I spent much of my July 4th touring Clonmacnoise, the site of a Celtic Christian monastic community founded by St. Ciaran sometime around 548 AD. Admittedly, I’m not sure that my spirit—at first, at least—was in the best place to make the most of my visit. I awoke to a somewhat grey and windy morning; not exactly the weather I had hoped for. And to make matters worse, I was feeling a bit more sore than expected after suffering a minor tumble off my bicycle yesterday. (Happily, both the bicycle and its rider are fine.)

The bigger challenge, however, had to do with my expectations. I was hoping that I was going to see some impressive remnants from this ancient Christian community. (And in that regard, Clonmacnoise didn’t disappoint!) But I think that what I also wanted was for “the holiness of the place” to rub off on me in an almost mystical fashion. I wanted the sacred setting and the legendary devotion of its former residents to instill magically within me a sense of God’s presence.

Of course, I don’t think I’m the only one who has wanted to be what we could describe as “a tourist to holiness.” Much like we go to Disney World anticipating a boost of joy from “the happiest place on earth,” I think we’re sometimes tempted to seek out sacred sites and experiences—a retreat center or a church service, a mountaintop or a Bible study—assuming that we’re almost automatically going to be closer to God coming out than we were going in.

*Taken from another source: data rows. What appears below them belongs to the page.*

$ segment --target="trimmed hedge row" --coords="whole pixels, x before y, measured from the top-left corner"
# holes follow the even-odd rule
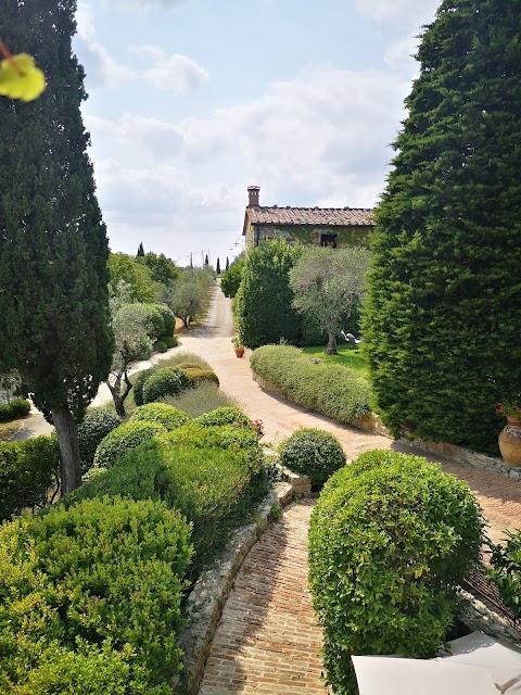
[[[60,485],[60,451],[55,437],[35,437],[0,444],[0,521],[23,509],[43,507]]]
[[[0,403],[0,422],[11,422],[30,413],[30,403],[24,399],[14,399],[11,403]]]
[[[329,479],[312,516],[309,585],[338,695],[358,692],[352,654],[435,655],[482,536],[475,495],[424,458],[368,452]]]
[[[163,500],[193,523],[193,577],[212,564],[267,489],[264,455],[253,431],[191,422],[128,452],[63,504],[104,494]]]
[[[171,694],[189,538],[165,504],[118,497],[0,528],[0,692]]]
[[[250,358],[253,371],[287,399],[339,422],[369,413],[369,381],[340,365],[317,362],[291,345],[265,345]]]

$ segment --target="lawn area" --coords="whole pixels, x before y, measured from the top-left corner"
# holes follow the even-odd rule
[[[361,354],[361,350],[357,345],[346,344],[338,345],[338,355],[327,355],[325,345],[314,345],[312,348],[304,348],[303,352],[306,355],[313,355],[317,359],[323,359],[326,363],[334,363],[342,367],[348,367],[364,377],[369,376],[369,368],[367,361]]]

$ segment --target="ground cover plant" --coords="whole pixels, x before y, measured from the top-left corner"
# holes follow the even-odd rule
[[[1,527],[0,691],[171,693],[189,538],[164,503],[118,497]]]
[[[105,494],[164,501],[193,523],[194,578],[225,547],[232,530],[250,518],[267,490],[264,455],[251,427],[192,422],[128,452],[63,504]]]
[[[345,454],[339,440],[315,428],[293,432],[280,450],[280,463],[295,473],[309,476],[314,489],[321,488],[339,468],[345,466]]]
[[[367,379],[340,365],[307,356],[297,348],[258,348],[250,364],[268,387],[339,422],[347,422],[370,410]]]
[[[329,479],[312,516],[309,585],[338,695],[357,693],[352,654],[435,655],[482,539],[475,495],[424,458],[368,452]]]

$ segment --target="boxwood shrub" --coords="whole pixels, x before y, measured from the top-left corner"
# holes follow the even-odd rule
[[[88,500],[4,525],[0,691],[171,693],[189,538],[179,513],[150,500]]]
[[[309,585],[338,695],[357,692],[352,654],[435,655],[482,532],[475,495],[424,458],[369,452],[329,479],[312,515]]]
[[[190,422],[192,418],[188,413],[175,408],[166,403],[147,403],[140,405],[132,413],[130,422],[158,422],[165,430],[173,430],[180,425]]]
[[[96,450],[109,432],[120,425],[115,413],[105,408],[89,408],[78,425],[79,454],[81,470],[87,472],[94,460]]]
[[[339,422],[369,413],[369,381],[341,365],[318,362],[291,345],[265,345],[250,358],[253,371],[284,397]]]
[[[252,431],[192,422],[128,452],[63,504],[104,494],[163,500],[193,523],[193,579],[250,518],[268,486],[263,451]]]
[[[175,367],[155,369],[143,384],[143,403],[153,403],[168,395],[177,395],[191,386],[192,380],[182,369]]]
[[[136,448],[144,440],[164,432],[165,428],[158,422],[132,421],[119,425],[101,440],[96,450],[93,466],[111,468],[126,452]]]
[[[60,486],[55,437],[0,444],[0,521],[23,509],[43,507]]]
[[[345,466],[345,454],[339,440],[315,428],[293,432],[280,446],[280,463],[296,473],[312,479],[314,488],[321,488],[335,470]]]
[[[11,422],[30,413],[30,403],[25,399],[14,399],[11,403],[0,403],[0,422]]]

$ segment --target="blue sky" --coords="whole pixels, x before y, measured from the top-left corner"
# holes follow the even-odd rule
[[[187,265],[262,205],[370,207],[437,0],[78,0],[74,48],[112,251]]]

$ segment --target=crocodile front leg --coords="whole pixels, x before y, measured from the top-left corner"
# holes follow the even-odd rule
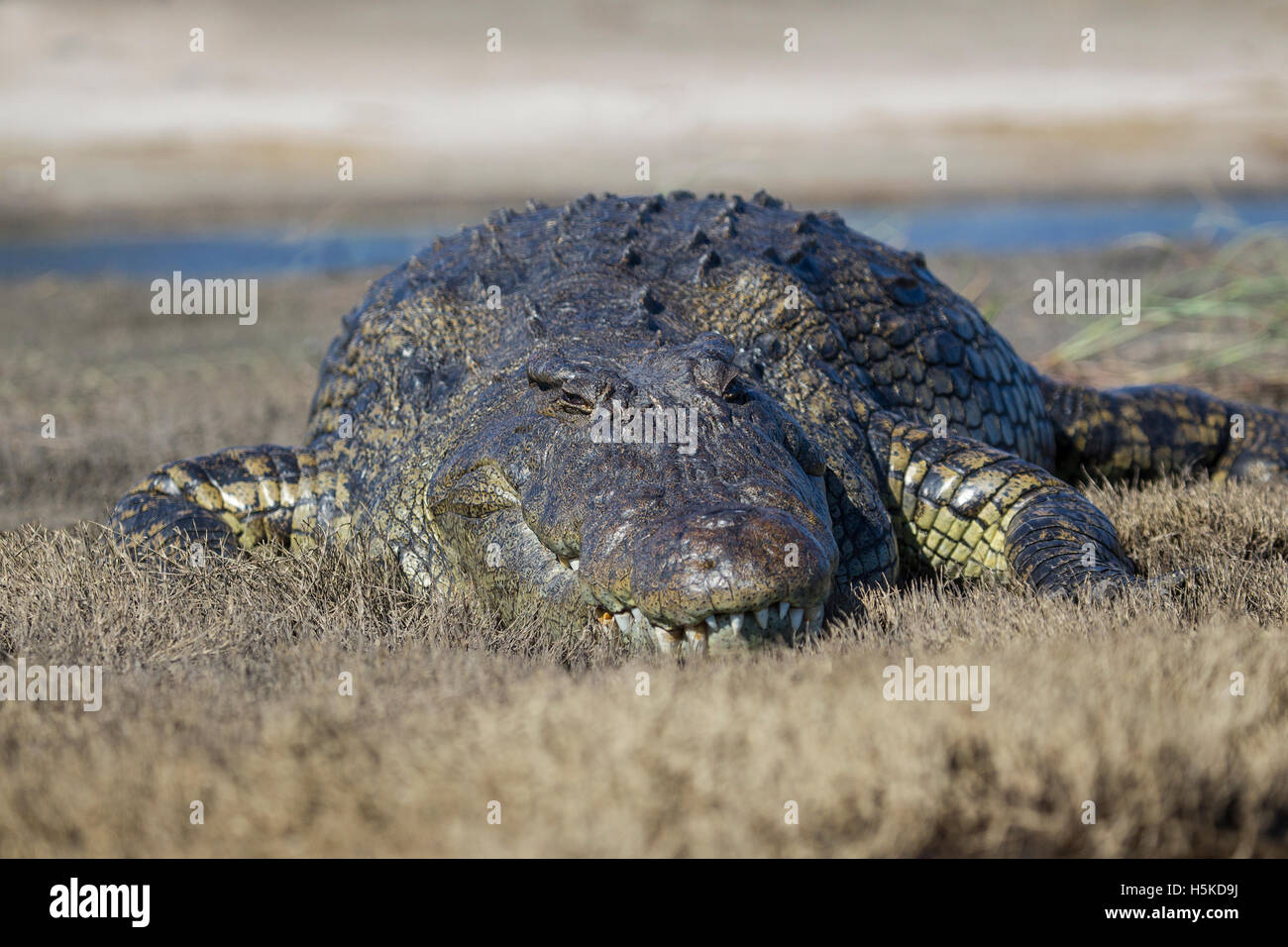
[[[111,526],[131,554],[193,544],[224,555],[260,542],[299,546],[317,539],[319,505],[335,526],[328,479],[309,451],[229,447],[157,468],[116,504]]]
[[[1133,581],[1108,517],[1042,468],[887,412],[868,430],[904,558],[948,576],[1007,573],[1050,594]]]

Happily, God is good. And because He graciously wishes to give His children good gifts, we often do receive a “spiritual pick-me-up” from these “visits to the sacred.” But as I sat there thinking about the men and women who sought Christ at Clonmacnoise over the centuries, it occurred to me that probably very few of them received a “jolt of Divine energy” just because they showed up. No, it was in the daily process of being still, studying scripture, and praying (not to mention, of course, sharing in all the mundane tasks that were part of doing life together) that they learned—not how to be “bowled over” by God in the extra-ordinary—but how to be drawn closer to God in the ordinary. To borrow the words of Brother Lawrence, they discovered “The Practice of the Presence of God,” which can happen in every place, and not just those places that have been hallowed by centuries of Christian worship and prayer.

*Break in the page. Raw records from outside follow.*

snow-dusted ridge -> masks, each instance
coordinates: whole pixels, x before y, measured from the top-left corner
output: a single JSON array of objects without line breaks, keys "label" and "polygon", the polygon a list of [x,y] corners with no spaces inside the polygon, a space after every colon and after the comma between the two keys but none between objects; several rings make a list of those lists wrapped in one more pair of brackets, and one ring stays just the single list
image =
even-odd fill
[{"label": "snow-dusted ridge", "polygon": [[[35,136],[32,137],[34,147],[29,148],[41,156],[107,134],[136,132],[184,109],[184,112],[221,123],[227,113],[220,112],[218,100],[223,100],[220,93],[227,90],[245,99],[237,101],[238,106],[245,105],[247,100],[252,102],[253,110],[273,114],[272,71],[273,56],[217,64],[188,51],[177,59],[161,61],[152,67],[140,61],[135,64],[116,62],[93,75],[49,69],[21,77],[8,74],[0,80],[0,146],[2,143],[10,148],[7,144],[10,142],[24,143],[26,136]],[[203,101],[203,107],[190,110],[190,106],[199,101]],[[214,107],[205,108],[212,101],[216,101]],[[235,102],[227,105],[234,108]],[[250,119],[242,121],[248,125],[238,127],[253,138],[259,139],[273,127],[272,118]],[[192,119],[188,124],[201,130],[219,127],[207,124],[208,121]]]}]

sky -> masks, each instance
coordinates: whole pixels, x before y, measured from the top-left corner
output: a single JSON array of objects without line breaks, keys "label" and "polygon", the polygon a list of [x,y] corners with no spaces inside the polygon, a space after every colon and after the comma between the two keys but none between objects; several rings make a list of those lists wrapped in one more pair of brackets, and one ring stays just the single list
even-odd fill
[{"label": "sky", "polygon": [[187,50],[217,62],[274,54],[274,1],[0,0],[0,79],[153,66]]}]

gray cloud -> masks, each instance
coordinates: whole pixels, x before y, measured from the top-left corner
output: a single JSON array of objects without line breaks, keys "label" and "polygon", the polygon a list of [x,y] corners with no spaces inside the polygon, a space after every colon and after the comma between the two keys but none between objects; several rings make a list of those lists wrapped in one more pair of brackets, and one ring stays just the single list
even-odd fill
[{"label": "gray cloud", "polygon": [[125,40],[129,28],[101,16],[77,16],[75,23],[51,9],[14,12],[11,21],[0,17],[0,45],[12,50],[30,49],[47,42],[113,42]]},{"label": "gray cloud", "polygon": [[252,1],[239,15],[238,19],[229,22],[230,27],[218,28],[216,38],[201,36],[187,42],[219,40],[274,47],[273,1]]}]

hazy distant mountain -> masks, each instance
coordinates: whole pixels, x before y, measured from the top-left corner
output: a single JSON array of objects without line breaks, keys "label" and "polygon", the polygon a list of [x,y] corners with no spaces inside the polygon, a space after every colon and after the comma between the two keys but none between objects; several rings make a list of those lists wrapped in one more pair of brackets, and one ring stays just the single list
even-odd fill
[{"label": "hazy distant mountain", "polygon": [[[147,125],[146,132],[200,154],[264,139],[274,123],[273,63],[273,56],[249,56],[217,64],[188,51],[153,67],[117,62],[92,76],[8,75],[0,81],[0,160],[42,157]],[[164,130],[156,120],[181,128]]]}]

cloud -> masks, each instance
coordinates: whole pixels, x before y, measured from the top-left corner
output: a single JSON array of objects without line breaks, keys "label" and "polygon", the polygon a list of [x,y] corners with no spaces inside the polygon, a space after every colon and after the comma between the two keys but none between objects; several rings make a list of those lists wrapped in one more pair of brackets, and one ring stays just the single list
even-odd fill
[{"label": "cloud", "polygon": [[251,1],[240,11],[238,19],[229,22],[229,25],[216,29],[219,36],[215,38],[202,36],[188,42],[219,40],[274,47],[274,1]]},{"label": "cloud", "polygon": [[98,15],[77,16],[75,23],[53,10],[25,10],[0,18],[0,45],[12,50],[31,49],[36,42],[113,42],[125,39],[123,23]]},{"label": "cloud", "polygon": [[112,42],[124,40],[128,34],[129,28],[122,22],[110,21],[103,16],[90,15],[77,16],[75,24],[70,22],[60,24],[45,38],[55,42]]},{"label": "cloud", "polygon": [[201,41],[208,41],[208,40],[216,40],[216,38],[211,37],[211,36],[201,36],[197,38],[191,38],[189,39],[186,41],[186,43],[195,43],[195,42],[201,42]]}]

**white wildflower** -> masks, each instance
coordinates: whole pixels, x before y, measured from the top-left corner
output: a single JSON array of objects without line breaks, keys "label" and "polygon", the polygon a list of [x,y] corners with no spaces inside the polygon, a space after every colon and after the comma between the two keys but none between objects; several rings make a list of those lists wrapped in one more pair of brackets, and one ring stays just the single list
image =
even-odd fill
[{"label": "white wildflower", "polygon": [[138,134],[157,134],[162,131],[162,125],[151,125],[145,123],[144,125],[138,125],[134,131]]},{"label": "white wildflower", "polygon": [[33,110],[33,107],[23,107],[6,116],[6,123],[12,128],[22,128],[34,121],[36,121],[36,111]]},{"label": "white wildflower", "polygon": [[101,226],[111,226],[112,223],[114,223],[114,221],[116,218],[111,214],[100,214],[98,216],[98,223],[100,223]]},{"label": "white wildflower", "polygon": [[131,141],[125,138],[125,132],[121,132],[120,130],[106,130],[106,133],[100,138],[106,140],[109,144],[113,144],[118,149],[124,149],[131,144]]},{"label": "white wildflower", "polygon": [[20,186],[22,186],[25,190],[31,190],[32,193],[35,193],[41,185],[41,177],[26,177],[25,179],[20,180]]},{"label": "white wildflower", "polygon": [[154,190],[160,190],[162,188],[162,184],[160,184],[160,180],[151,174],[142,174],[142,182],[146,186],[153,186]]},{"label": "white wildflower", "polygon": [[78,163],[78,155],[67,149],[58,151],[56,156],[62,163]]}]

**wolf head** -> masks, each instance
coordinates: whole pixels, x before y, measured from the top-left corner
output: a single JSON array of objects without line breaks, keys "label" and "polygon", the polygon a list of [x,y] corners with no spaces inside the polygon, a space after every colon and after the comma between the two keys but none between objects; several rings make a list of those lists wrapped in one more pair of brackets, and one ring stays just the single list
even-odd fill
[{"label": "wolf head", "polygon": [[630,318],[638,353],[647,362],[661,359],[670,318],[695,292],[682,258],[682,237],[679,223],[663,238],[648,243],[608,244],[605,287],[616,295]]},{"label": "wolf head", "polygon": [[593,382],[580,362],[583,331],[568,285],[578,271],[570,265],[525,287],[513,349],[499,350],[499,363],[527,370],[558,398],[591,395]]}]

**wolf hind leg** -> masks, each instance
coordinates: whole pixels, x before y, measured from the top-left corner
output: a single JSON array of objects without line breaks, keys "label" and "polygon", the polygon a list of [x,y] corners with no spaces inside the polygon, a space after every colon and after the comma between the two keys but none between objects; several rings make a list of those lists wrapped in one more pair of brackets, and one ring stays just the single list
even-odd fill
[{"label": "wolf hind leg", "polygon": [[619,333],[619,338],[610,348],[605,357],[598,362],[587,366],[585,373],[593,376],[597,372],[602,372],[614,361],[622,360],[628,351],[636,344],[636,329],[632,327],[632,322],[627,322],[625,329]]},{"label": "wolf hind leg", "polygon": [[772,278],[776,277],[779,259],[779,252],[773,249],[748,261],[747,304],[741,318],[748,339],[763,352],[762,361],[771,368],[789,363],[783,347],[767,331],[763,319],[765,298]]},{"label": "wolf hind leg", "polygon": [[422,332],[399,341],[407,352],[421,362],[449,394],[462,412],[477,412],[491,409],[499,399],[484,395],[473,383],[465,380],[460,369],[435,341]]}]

As I sat pondering this, the Lord brought to mind a passage of scripture that I used in a sermon not too long ago: “Blessed are those whose strength is in You, whose hearts are set on pilgrimage” (Psalm 84:5, emphasis added). Perhaps it’s not in visiting some “outpost” of God’s kingdom that we should most expect to find God’s presence, but in learning to find Him on the way. And with that thought in mind, I was able to be still, to pray, and to sense God’s presence in a fresh way. And that has made my visit to Clonmacnoise holy indeed.

Because I don’t have very good Wi-Fi in the place I’m staying, I’ll have to wait for another time to post some photos.. I’ll be leaving Clonmacnoise tomorrow morning and cycling to a town called Athboy. Please pray for safe travels, and for the ability to slow down and perceive God in the journey.